HP Stream 7 Signature Edition unboxing video

I just got a Windows 8.1 tablet for $10. I'm talking about the HP Stream 7. The Microsoft Store is currently selling it for $79, but it comes with a free Office 365 subscription, which is worth $69. Since I got it from the Microsoft Store, the HP Stream 7 is also sold as Signature Edition. This means no junkware or trialware out of the box. What else is included with the sales packaging? Watch our unboxing to find out.

HP Stream 7 Signature Edition specifications

  • 7 in HD IPS touchscreen (800 x 1280), 5-finger multi-touch support
  • Intel Atom Z3735G quad core 1.33 GHz with Burst Technology up to 1.83 GHz
  • 1GB DDR3L-RS 1333 MHz
  • 32GB eMMC
  • Windows 8.1 with Bing, 32-bit
  • Intel HD Graphics with shared graphics memory
  • 1 Micro USB 2.0, Headphone output/Microphone input combo
  • 3000mAh lithium-ion 11.1Wh (up to 8 hours)
  • 2MP back-facing camera, 0.3MP front-facing camera

You don't expect much from a tablet that costs less than $100, but I'm liking it more than I thought I would. Coming from my Surface Pro 3, I notice the HP Stream 7 is slower at opening apps and handling multitasking. But then again, there's a huge price difference between the two machines. Here's what comes in the sales packaging:

  • HP Stream 7 tablet
  • Quick Start guide
  • Warranty information
  • Signature Edition pamphlet
  • Micro-USB cable
  • Charger

It might not be very obvious to new owners, but the HP Stream 7 has a microSD slot. You'll need to pop open the back cover to access it. You can see the battery inside, but it is not removable.

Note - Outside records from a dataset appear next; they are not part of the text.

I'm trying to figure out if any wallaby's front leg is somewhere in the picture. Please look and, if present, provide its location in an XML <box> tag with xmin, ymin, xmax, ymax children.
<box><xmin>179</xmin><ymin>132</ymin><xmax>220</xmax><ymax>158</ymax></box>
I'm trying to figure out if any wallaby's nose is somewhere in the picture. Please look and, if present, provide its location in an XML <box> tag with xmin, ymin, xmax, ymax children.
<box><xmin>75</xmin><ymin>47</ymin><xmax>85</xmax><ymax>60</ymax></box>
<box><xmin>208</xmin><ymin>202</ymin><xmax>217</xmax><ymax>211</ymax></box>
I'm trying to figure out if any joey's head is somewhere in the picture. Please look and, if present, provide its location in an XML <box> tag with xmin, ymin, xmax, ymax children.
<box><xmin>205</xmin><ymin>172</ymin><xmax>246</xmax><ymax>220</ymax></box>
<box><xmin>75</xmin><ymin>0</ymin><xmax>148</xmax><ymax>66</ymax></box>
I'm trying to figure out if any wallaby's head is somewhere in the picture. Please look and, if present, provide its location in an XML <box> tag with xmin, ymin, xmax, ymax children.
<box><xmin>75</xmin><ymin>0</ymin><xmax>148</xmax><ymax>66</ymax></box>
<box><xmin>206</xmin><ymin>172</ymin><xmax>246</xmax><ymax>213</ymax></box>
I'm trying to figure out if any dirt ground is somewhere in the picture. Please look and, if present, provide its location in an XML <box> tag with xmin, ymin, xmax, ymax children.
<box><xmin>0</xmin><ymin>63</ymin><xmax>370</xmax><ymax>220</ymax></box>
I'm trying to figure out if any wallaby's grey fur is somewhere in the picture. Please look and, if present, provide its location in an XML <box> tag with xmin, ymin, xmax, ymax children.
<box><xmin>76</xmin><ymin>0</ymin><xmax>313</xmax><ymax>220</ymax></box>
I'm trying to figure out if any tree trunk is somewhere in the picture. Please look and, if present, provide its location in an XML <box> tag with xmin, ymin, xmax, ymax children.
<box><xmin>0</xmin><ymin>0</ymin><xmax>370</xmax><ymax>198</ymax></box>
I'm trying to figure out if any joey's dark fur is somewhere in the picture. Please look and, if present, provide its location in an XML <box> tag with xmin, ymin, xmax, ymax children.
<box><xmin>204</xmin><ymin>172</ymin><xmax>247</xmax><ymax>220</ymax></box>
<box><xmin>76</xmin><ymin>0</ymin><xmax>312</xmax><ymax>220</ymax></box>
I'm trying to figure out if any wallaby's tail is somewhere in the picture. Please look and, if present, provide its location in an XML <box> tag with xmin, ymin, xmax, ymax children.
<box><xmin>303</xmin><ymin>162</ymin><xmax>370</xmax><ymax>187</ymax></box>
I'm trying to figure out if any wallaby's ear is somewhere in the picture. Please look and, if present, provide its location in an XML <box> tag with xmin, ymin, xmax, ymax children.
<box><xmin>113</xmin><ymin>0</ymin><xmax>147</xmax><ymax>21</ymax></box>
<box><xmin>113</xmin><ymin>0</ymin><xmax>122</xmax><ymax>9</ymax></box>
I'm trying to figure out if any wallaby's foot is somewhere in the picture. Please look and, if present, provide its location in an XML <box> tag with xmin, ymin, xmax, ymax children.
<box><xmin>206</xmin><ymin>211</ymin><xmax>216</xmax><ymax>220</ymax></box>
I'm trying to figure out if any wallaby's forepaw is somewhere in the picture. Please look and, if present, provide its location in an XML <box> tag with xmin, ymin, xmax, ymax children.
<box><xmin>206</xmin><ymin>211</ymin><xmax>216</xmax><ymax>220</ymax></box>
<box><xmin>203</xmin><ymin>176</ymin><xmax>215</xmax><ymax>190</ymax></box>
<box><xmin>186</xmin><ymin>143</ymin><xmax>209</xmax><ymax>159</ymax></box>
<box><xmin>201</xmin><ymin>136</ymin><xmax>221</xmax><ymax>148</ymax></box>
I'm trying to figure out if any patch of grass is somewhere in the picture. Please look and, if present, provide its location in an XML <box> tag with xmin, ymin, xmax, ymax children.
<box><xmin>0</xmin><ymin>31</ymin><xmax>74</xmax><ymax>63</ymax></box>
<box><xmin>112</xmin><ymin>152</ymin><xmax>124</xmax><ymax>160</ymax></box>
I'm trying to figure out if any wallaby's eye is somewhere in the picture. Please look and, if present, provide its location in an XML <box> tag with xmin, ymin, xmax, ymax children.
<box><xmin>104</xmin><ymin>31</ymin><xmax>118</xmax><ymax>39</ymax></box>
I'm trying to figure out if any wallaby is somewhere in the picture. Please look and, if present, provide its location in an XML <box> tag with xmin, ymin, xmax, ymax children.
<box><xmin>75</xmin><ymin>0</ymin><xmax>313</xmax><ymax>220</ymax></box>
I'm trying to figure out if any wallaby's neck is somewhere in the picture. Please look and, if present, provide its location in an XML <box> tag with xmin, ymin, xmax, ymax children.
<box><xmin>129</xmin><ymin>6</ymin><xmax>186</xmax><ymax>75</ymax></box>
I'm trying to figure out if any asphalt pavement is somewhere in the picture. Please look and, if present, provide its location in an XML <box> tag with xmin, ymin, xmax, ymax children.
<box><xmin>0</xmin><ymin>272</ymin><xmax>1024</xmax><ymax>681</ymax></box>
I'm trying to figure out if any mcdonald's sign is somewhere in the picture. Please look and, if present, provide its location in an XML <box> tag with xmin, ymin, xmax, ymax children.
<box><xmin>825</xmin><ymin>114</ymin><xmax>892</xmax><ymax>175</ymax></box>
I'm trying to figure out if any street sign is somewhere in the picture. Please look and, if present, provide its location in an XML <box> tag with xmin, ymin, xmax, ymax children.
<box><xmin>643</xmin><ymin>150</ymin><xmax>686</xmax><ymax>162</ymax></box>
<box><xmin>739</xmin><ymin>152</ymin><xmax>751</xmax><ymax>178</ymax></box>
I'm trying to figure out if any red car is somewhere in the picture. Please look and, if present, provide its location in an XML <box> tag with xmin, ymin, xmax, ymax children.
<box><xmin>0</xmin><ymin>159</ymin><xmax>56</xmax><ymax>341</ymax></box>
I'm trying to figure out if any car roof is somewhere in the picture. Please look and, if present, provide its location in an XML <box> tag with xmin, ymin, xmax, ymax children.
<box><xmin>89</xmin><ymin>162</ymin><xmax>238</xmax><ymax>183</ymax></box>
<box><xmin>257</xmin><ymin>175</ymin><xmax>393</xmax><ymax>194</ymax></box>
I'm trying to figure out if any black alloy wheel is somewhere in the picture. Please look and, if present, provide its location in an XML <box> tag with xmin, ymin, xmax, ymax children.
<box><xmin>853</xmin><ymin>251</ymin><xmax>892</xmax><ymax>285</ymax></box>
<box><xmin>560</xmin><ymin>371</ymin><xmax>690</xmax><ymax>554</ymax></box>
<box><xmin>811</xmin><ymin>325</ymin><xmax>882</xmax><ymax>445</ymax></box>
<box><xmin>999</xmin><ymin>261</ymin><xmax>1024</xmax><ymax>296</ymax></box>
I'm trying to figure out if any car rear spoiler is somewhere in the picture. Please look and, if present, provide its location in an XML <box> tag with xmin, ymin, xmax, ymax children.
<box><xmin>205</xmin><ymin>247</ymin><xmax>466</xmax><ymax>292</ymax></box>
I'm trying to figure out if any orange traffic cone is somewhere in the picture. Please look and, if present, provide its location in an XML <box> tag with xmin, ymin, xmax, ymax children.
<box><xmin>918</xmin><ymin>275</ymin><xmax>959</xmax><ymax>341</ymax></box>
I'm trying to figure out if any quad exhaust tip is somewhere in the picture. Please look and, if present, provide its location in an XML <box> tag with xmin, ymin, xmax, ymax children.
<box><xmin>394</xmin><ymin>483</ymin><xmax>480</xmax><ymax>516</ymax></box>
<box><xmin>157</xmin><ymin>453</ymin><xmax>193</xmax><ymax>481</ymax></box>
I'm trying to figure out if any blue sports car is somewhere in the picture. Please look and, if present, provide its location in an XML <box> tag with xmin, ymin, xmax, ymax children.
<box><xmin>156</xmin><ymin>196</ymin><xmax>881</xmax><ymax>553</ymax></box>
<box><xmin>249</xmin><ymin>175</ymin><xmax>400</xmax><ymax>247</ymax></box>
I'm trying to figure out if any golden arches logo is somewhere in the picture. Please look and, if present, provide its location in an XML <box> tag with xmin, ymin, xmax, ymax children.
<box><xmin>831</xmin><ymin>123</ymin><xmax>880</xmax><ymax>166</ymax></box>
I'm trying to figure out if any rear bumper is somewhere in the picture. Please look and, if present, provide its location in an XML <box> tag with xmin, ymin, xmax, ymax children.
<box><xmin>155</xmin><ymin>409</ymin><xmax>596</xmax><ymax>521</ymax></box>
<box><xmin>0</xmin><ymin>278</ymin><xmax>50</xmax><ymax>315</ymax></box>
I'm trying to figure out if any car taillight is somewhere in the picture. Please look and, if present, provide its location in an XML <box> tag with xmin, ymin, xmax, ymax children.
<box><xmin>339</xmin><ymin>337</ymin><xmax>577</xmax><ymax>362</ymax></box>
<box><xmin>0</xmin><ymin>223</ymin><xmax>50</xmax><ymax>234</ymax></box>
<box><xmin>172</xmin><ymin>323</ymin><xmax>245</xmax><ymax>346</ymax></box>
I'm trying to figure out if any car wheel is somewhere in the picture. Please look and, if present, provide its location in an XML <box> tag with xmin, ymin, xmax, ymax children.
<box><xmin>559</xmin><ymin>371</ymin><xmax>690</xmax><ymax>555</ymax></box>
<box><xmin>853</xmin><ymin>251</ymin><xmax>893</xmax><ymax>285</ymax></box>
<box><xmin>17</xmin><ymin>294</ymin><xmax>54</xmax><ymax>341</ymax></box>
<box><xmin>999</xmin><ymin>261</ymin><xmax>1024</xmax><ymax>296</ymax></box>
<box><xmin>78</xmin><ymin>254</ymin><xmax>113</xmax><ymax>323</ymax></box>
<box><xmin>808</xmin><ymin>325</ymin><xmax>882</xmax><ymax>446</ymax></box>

I have no complaints with the HP Stream 7's touchscreen sensitivity or readability, but I do notice that the actual display is behind a really thick glass. That's not a dealbreaker, though, especially at its incredible pricetag. I'll spend more time with this tablet, and maybe try to install Windows 10 on it. Do you own an HP Stream 7? How do you like it? Sound off in the comments!